The Indian venture capital industry is showing signs of maturity with the focus turning towards quality of deals clinched rather than mere quantity, a new report says.

The report titled “Perspectives on the Indian VC Ecosystem, 2018” has been jointly prepared by Bain & Company and the Indian Private Equity and Venture Capital Association (IVCA).

A key finding of the report is that the overall fund-raising environment is robust with $10 billion worth of India-focussed funds having been raised since 2014.

This momentum is expected to become stronger in the future with multiple global Limited Partners viewing India as an attractive VC investment destination.

It also highlighted that venture capital deal value grew five-fold in the last 10 years. Sanjay Nath, co-chair, VC Council and Executive Council Member at IVCA, and Managing Partner, Blume Ventures, said: “Data from the report point to one thing — that these are the best times to ‘on-shore the offshore pools of capital in India’, based on the mature startup ecosystem, increasing exits and regulatory support by the government”.

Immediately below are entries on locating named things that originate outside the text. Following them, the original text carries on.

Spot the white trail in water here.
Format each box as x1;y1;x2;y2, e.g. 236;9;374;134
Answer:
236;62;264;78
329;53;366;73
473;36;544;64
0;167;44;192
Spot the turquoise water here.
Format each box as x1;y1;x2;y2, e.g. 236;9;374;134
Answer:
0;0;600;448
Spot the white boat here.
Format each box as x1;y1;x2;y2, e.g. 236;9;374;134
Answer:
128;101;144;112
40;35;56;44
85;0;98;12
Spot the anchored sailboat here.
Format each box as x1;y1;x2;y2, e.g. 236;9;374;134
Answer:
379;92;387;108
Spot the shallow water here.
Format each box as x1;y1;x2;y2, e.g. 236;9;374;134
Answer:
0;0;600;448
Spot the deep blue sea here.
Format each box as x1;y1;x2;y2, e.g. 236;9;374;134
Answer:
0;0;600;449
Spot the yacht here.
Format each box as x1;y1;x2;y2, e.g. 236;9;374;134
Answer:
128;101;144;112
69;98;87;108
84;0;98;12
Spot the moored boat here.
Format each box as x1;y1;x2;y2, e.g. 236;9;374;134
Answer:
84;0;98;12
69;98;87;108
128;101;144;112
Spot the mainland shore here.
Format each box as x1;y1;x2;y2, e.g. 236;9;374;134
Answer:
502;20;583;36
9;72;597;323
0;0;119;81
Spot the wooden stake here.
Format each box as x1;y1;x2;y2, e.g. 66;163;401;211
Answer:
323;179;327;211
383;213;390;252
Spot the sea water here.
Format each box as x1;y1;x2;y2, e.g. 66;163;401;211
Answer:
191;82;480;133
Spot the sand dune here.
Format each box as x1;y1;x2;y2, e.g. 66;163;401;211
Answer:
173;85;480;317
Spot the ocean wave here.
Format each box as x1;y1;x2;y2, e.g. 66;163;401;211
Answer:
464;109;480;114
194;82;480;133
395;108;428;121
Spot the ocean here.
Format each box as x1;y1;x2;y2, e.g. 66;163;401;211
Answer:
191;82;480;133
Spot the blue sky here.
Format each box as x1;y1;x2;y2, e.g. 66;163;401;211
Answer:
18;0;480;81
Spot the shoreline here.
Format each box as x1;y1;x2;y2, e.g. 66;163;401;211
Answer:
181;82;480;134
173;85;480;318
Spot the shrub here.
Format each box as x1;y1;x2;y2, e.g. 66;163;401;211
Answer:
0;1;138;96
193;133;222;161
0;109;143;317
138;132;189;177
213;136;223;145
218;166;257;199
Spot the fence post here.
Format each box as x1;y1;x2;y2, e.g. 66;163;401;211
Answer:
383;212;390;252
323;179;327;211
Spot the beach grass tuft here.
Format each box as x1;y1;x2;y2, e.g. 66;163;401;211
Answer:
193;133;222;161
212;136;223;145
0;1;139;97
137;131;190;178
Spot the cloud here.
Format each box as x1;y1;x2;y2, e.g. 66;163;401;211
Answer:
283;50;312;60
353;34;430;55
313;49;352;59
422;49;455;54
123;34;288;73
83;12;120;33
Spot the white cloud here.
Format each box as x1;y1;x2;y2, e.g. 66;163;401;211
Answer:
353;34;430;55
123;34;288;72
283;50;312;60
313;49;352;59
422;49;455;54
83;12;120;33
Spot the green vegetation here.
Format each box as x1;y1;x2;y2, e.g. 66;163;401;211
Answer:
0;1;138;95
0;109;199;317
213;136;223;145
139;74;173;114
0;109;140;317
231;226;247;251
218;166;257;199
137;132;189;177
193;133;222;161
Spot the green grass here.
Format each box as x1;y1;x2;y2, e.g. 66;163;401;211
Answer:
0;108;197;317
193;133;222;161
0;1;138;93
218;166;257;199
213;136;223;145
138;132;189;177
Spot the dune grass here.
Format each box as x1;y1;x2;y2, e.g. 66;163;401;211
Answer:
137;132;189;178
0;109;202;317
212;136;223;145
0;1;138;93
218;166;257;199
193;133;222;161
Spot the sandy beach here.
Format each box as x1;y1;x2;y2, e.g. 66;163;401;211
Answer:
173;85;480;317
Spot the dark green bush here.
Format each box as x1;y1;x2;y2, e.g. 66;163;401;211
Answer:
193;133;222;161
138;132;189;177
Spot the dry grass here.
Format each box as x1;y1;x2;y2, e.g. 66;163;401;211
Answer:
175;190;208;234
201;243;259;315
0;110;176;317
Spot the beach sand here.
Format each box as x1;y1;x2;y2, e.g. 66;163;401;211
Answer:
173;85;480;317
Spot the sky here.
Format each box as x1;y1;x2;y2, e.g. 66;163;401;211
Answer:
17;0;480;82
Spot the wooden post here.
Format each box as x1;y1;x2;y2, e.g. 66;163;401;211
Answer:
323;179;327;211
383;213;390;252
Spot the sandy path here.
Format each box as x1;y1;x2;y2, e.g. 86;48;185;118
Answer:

Arpan Sheth, Partner, Bain & Company, and an author of the report, said: “The Indian VC industry is maturing, and you can find proof of funds going after fewer, but better-quality deals after building their initial portfolio.”

Focus on investments

The report comprehensively assesses the Indian VC industry and covers key trends shaping the industry with respect to the investment landscape, the start-up ecosystem, and the evolving supporting regulatory framework. It may be recalled that the Indian VC industry has gone through two distinct phases in the last decade. It went through a “scale-up” phase that lasted until 2015, in which the focus was on doing more deals leveraging a booming start-up environment.

However, over the last couple of years, the industry has matured, and the focus has shifted to placing selective bets on fewer investments.

Bigger VCs have accordingly shifted their focus to later-stage investments, with many new smaller VCs playing in the seed/Series-A stage.

Growth in sectors

Investments by Indian corporate VCs have also seen a four-fold increase over the last five years, and are expected to grow further in the future. In terms of sector focus, Consumer Technology expectedly dominated the VC landscape and accounted for 40-50 per cent of the investments in the last couple of years.

While almost all large funds have exposure to Consumer Tech, investments have diversified from horizontal e-tailers to more vertical-focused investments in areas like fintech, ed-tech, food-tech and online travel aggregation (OTAs).

The report also says that there will be increasing focus on IT and Enterprise Tech investments, specifically on SaaS/ Analytics B2B products (against the focus on ‘services’ until a few years ago).

VCs in India have seen some early success as well, with 5-15 per cent of the start-ups funded by the larger VCs going on to raise over $100 million.

The exit momentum has also picked up in the last few years with $4 billion worth of exits in 2017, and the industry has seen multiple big-ticket exits recently.